Joseph Lieutaud (/fr/; 21 June 1703 – 6 December 1780) was a French physician.

==Biography==
===Early life===
Joseph Lieutaud was born on 21 June 1703 at 31 Rue Cardinale in Aix-en-Provence. His father was Jean-Baptiste Lieutaud, a lawyer, and his mother, Louise (de) Garibel. He started studying botany, following in the wake of his uncle, Pierre Joseph Garidel, and went on to be called upon as a doctor in the Hotel-Dieu in Aix-en-Provence. He graduated from the University of Aix-en-Provence in 1725.

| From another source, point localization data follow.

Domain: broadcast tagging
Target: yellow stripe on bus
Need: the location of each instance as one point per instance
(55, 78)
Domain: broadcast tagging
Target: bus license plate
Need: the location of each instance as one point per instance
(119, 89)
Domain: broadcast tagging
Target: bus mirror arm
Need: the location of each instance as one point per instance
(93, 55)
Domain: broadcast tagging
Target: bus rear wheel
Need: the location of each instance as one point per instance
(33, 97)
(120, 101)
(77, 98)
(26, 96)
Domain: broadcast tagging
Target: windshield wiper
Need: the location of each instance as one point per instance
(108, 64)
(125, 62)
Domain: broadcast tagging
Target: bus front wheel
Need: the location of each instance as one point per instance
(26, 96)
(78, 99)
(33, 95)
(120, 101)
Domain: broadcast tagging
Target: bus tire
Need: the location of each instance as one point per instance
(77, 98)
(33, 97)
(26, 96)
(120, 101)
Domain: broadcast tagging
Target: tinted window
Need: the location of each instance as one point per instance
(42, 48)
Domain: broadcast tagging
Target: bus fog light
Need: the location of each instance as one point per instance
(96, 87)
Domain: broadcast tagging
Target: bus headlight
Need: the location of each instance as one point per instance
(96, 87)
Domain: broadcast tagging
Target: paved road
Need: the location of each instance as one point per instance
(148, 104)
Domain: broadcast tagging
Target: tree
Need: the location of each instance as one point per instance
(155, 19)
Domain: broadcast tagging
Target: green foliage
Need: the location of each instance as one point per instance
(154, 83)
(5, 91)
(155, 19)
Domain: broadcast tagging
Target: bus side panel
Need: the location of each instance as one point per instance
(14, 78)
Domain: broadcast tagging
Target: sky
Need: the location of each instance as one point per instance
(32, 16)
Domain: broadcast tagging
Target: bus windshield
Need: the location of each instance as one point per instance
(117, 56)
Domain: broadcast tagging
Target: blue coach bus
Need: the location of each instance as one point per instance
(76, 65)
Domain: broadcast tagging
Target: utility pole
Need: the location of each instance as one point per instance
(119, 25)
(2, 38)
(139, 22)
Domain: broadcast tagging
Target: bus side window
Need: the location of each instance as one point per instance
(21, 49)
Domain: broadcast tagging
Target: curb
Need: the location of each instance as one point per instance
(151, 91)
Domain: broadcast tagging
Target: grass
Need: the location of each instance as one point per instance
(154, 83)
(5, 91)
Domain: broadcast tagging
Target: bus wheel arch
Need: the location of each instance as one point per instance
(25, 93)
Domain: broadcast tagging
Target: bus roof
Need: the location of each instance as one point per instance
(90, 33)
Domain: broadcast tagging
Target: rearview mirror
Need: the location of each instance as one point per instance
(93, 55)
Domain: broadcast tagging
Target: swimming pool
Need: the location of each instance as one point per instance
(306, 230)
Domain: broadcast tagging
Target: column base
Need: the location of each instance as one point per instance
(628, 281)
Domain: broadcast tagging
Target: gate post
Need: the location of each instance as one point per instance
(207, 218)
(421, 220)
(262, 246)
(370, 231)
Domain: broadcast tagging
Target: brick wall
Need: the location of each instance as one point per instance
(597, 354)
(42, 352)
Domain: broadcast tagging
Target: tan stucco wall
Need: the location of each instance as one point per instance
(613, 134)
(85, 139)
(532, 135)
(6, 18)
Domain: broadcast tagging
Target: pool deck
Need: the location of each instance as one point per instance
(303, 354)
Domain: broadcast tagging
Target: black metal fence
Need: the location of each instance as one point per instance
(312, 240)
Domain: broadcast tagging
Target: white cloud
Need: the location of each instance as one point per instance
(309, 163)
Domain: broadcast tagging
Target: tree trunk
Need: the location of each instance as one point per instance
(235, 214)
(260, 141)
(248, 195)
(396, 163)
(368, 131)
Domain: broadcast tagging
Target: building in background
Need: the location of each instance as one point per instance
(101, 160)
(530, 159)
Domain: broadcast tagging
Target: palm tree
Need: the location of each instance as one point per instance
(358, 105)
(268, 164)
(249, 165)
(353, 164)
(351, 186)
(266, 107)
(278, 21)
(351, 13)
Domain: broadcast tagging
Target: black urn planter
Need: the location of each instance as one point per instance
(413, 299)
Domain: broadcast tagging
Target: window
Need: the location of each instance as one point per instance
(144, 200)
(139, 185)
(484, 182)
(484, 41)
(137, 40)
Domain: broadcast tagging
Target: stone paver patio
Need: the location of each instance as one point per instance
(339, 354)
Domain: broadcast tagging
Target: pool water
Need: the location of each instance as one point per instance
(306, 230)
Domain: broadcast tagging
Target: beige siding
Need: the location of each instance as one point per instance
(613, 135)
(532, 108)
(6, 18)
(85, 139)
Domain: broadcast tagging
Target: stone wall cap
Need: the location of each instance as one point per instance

He was elected a Fellow of the Royal Society in 1739.

===Career===
By 1750, he became a doctor in the royal infirmary, then a pediatrician to King Louis XV's court, and eventually the personal physician of King Louis XVI.

He published an essay on human anatomy. His Précis de médecine pratique, published in four instalments (between 1760 and 1776), shows how forward-thinking medical sciences were at that time.

===Death===
He died on 6 December 1780 in Versailles.

==Legacy==
- A street in the centre of Aix-en-Provence, Rue Lieutaud, is named in his honour.
- An avenue in the centre of Marseille, Cours Lieutaud, is also named in his honour.